In deze zaak heeft verzoeker op 26 mei 2025 beroep ingesteld tegen het niet-tijdig beslissen op zijn asielaanvraag, ingediend op 28 januari 2024. De minister van Asiel en Migratie heeft op 22 september 2025 de asielaanvraag van verzoeker ingewilligd. Verzoeker heeft vervolgens het beroep ingetrokken en verzocht om vergoeding van de proceskosten. De rechtbank heeft op basis van artikel 8:54, eerste lid, van de Algemene wet bestuursrecht (Awb) uitspraak gedaan zonder zitting.

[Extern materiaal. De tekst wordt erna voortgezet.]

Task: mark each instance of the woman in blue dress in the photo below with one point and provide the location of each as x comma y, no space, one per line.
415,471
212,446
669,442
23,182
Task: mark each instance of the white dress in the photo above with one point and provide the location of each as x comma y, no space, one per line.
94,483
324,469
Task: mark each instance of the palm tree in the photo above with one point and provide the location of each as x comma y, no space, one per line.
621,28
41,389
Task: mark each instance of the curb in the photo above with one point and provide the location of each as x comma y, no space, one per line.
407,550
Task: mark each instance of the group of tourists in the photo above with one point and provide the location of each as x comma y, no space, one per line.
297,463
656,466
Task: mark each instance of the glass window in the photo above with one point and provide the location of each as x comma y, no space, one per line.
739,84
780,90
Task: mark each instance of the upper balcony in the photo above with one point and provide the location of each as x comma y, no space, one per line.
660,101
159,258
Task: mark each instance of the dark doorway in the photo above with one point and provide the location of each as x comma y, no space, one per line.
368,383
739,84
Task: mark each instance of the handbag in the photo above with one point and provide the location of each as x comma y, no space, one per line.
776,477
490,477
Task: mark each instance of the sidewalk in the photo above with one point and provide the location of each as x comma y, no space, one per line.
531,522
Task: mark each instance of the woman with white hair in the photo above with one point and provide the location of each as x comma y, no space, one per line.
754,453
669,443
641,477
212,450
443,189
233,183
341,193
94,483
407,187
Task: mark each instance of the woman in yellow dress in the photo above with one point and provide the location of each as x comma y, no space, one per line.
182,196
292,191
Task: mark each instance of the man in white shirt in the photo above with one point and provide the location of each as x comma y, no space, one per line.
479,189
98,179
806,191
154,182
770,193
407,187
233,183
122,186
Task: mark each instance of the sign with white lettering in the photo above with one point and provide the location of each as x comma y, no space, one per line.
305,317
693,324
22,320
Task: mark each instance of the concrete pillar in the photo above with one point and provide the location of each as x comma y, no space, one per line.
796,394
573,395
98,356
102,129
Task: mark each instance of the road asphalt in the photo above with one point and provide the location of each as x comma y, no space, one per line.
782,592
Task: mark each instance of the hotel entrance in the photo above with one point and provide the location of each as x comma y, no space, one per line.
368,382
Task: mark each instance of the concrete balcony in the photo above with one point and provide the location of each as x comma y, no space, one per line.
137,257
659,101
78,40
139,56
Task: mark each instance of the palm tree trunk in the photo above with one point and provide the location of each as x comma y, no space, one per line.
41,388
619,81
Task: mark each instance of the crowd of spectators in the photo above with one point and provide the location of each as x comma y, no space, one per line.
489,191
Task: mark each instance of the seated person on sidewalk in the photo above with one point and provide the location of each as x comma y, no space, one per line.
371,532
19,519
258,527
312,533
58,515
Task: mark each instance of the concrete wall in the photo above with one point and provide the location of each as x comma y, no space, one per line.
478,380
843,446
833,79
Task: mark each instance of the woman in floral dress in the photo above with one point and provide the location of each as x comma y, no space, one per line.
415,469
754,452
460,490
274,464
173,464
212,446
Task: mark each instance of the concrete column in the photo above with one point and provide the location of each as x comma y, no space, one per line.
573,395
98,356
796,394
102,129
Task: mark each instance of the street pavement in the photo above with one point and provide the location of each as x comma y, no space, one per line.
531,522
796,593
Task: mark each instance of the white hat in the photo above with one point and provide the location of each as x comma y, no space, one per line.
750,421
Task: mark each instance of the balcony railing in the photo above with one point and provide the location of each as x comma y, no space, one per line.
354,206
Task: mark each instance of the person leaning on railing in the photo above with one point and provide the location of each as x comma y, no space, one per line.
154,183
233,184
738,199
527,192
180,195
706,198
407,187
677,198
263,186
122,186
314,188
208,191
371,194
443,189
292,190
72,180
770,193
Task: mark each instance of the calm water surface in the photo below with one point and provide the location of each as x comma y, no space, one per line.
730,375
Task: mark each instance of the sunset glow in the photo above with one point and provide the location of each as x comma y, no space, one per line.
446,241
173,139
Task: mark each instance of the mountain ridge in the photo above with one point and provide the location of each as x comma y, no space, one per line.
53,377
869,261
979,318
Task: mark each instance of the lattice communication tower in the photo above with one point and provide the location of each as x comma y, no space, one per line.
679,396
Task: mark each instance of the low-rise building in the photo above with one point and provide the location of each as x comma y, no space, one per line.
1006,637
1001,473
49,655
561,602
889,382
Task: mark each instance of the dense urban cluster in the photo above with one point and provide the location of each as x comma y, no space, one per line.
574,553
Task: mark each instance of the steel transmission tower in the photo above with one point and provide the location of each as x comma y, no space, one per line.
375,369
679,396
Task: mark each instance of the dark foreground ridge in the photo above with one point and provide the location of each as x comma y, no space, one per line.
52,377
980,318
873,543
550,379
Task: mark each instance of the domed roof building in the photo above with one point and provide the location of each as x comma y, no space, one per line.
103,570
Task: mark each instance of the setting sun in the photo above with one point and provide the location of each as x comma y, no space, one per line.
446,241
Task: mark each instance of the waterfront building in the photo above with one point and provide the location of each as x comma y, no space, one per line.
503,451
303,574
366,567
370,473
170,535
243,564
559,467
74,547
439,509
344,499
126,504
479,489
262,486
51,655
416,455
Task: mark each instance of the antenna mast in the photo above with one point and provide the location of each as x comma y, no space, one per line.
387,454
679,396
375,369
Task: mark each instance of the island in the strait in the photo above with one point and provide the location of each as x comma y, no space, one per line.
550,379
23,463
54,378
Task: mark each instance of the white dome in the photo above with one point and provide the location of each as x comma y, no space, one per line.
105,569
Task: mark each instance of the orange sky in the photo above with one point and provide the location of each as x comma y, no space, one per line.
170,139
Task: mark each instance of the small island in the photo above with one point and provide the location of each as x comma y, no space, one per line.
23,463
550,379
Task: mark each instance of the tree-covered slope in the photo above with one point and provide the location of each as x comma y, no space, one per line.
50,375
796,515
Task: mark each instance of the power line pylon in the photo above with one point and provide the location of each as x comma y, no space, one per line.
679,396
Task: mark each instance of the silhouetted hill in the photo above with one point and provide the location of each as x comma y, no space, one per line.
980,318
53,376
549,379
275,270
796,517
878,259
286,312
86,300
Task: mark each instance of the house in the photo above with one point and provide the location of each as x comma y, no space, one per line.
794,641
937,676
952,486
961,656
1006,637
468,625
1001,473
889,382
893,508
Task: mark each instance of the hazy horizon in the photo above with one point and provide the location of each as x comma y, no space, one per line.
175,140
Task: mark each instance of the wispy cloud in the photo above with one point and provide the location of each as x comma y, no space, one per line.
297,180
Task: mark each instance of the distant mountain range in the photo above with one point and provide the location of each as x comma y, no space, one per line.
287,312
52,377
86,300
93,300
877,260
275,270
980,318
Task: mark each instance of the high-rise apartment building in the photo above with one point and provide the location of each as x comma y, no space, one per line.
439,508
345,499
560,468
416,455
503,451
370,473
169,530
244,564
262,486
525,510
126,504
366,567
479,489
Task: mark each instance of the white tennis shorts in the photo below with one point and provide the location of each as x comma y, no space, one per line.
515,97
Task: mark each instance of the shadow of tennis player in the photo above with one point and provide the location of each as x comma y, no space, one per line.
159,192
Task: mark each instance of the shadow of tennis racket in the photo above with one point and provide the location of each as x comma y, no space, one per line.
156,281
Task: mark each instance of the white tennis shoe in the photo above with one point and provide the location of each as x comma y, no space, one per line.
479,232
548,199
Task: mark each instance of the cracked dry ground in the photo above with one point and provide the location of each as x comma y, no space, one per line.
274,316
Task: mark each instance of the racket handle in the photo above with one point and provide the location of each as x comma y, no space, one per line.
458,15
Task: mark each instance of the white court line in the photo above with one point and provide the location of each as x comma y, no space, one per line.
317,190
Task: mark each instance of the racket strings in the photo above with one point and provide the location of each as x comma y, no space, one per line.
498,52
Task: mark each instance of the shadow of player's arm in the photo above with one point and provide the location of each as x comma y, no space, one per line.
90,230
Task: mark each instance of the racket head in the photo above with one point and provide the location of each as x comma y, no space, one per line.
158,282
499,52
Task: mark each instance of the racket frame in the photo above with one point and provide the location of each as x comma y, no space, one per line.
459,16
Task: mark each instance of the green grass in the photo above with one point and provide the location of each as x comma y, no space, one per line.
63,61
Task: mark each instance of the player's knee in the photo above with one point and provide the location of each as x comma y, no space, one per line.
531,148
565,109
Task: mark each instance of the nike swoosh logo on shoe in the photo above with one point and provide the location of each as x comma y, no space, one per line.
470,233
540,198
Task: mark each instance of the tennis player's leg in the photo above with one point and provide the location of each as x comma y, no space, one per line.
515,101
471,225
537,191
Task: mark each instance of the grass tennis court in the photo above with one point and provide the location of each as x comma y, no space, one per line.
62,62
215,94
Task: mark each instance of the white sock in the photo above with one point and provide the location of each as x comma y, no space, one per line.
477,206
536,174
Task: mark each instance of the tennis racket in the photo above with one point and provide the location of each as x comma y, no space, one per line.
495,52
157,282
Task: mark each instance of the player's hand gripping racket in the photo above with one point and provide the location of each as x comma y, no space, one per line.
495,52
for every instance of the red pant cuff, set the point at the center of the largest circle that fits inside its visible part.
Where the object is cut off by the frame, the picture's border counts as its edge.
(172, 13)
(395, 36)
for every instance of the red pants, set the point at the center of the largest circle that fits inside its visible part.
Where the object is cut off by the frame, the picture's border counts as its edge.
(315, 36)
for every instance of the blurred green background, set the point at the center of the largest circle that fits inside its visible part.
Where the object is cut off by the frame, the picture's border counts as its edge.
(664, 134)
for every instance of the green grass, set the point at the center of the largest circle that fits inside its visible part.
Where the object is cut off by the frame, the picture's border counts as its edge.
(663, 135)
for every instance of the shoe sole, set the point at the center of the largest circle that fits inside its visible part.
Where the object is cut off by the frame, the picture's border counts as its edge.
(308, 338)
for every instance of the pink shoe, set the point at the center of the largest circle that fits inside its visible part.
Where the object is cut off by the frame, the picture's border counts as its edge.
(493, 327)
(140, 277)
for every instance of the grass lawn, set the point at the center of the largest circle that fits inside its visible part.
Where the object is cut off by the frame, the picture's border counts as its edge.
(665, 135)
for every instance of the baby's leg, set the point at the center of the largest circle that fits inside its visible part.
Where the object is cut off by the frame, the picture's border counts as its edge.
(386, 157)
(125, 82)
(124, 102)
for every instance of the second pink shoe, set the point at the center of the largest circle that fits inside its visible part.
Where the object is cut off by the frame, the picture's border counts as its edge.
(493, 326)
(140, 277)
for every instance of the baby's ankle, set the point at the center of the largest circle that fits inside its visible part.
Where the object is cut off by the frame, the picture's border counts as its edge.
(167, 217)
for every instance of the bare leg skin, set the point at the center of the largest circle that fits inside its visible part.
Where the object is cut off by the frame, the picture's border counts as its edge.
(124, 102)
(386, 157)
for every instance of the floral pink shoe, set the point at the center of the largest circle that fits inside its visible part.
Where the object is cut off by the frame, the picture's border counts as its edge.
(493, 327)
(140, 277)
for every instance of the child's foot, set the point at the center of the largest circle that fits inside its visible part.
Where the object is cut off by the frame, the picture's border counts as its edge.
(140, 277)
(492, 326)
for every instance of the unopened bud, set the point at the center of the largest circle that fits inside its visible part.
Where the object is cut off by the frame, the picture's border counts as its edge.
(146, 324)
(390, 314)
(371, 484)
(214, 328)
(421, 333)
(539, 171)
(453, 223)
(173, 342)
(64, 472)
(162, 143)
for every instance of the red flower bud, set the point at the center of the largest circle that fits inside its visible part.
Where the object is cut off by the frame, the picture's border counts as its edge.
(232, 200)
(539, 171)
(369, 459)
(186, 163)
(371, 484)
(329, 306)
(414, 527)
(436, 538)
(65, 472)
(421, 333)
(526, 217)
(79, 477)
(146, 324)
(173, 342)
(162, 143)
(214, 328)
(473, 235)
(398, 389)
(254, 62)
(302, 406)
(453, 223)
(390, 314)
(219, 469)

De rechtbank overweegt dat de veroordeling van een partij in de proceskosten is geregeld in de artikelen 8:75 en 8:75a van de Awb. Wanneer een beroep wordt ingetrokken omdat het bestuursorgaan tegemoet is gekomen aan de indiener, kan de rechtbank op verzoek van de indiener het bestuursorgaan veroordelen in de proceskosten. In dit geval heeft de minister niet tijdig beslist op de aanvraag van verzoeker en heeft hij de aanvraag ingewilligd, waardoor hij geheel aan het beroep van verzoeker tegemoet is gekomen.
De rechtbank heeft het verzoek om proceskostenvergoeding als kennelijk gegrond toegewezen en de proceskosten vastgesteld op € 453,50. Dit bedrag is gebaseerd op de door een derde beroepsmatig verleende rechtsbijstand, waarbij de rechtbank de wegingsfactor 'licht' heeft toegepast, aangezien het beroep enkel betrekking had op het niet tijdig nemen van een besluit. De rechtbank heeft de minister veroordeeld in de proceskosten van verzoeker tot het genoemde bedrag.